一方、自社では、平日にセミナーを行なうとき、社内のスペースでは狭かったので、外部の会議室を高額で借りていました。「ここにミスマッチがあるな」と思ったんです。
海外を調べたら、CtoCでスペースをシェアするサービスを手がける企業がたくさんあって、資金調達にも成功していました。当時、日本には会議室の検索サイトぐらいしかありませんでしたが、「CtoCのスペースシェアは絶対に来る」と確信して、起業しました。
当初は、スペースを貸してくれるホストを1件ずつ地道に開拓しながらゲストも募集し、マッチングが成立すると、その事例をメディアにPRして、スペースシェアの認知度向上に努めました。すると、売上高と利用件数が右肩上がりで伸びました。
さらに追い風になったのは、18年6月の民泊新法の施行です。民泊のハードルが上がったことで、これまで所有物件で民泊を手がけていたオーナーが短時間のスペース貸しに転換しようと、スペースマーケットに登録し始めたのです。
これによって魅力的なスペースの登録が増え、ゲストが増加。ニーズが増えたことで、またホストが増える……という好循環が生まれました。
18年末には創業後初の単月黒字を達成。19年12月期はさらに業績が上昇し、年間でも黒字に転じました。
ゲストの利用目的は実に多種多様です。多いのは誕生日会やママ会などの「パーティ」、会社の会議や研修などの「ビジネスユース」、商品撮影やYouTuber、コスプレイヤーの「撮影」。
その他、仲間で集まってのボードゲーム、スポーツ観戦、フリーのパーソナルトレーナーの個人レッスンなど、幅広いニーズがあると実感しています。
スペースシェアを当たり前のものにしたい
スペースシェアの市場は急成長しているものの、まだまだ一般的とは言えません。
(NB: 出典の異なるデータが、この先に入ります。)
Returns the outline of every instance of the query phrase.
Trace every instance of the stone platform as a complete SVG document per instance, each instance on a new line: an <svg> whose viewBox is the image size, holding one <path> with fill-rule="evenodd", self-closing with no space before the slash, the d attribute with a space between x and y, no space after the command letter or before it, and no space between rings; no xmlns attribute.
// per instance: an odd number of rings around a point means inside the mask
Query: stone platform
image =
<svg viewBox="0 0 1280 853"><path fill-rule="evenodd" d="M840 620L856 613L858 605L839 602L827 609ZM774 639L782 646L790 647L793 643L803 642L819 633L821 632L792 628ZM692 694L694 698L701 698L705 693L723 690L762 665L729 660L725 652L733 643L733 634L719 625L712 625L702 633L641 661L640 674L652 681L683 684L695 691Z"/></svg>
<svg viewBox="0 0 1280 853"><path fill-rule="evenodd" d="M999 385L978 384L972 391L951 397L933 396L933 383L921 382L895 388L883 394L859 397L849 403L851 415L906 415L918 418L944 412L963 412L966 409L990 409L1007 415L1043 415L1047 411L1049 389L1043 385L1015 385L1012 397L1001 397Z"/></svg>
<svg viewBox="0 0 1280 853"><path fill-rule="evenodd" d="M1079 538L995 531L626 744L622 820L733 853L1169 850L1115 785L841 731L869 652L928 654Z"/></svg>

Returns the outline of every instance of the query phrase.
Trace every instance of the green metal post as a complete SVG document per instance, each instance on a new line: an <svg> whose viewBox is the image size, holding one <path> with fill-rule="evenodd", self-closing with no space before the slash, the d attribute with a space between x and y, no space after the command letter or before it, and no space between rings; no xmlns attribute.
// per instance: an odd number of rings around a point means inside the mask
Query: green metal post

もっと当たり前のものにしていきたいと考えています。
そのためには、魅力的なスペースをさらに増やすこと、サイトの使い勝手をさらに向上させることはもちろん、ゲストとホストの双方が安心・安全にスペースをシェアできるようにすることが非常に重要だと考えています。
シェアに慣れたゲストとホストが増えたことで、備品の破損や連絡の不通といったトラブルの発生率は以前よりも減っています。損害保険にも自動加入される仕組みにしていますが、さらに安心して使えるようにしていきたい。
そこで立ち上げたのが、ホスト同士のコミュニティです。高い評価を得ているホストが顧客の心をつかむオペレーションやホスピタリティを他のホストと共有する勉強会を行なうことで、スペースマーケット全体に良い文化が広がっていくと考えています。
また、サイトについては、熟練者と初心者がマッチングしやすくする仕組みも検討しています。
ホストとゲストの双方が初心者だと、互いに勝手がわからず、トラブルが起きやすくなります。ホストが熟練者なら質の高いサービスができますし、ゲストが熟練者なら、不慣れなホストに助言することで、サービスの向上が期待できます。
そうしたマッチングがしやすくなるよう、検索の仕組みを整えたいと考えています。
上場したのも、より安心・安全なサービスを実現したいと考えたからです。資金を調達することでサービスのさらなる向上を図れます。上場を目指す過程で社内の体制を整備することでも、安心・安全なサービスを提供する土台が固められたと感じています。
全国の空き家問題の解決への貢献も
当社のビジネスは、単に遊休スペースに新しい価値を生むだけではなく、日本が抱えている様々な問題の解決にも貢献できると考えています。
例えば、全国で増えている空き家問題。少子高齢化が進み、朽ち果てた空き家が増えると、そのエリアの治安が悪化すると言われています。空き家をシェア用にメンテナンスし、週1回、月1回でも誰かが使うようになれば、そのエリアが危険な雰囲気になるのを防げます。
また、築年数の浅い分譲マンションにも空き部屋が増え、費用不足で修繕できないという問題も取り沙汰されています。現在、築40年以上のマンションは全マンションの1割に達し、今後20年で4.5倍になると試算されています。古いマンションの部屋でも、シェアをすれば、収益を上げられるでしょう。
さらに、スペースシェアは日本だけでなく、海外でも展開できると考えています。特に人口が集中している都市部では、チャンスが大きいと見ています。
「世界中のあらゆるスペースをシェアできるプラットフォームを創る」。そのミッションを実現させるべく、成長し続けます。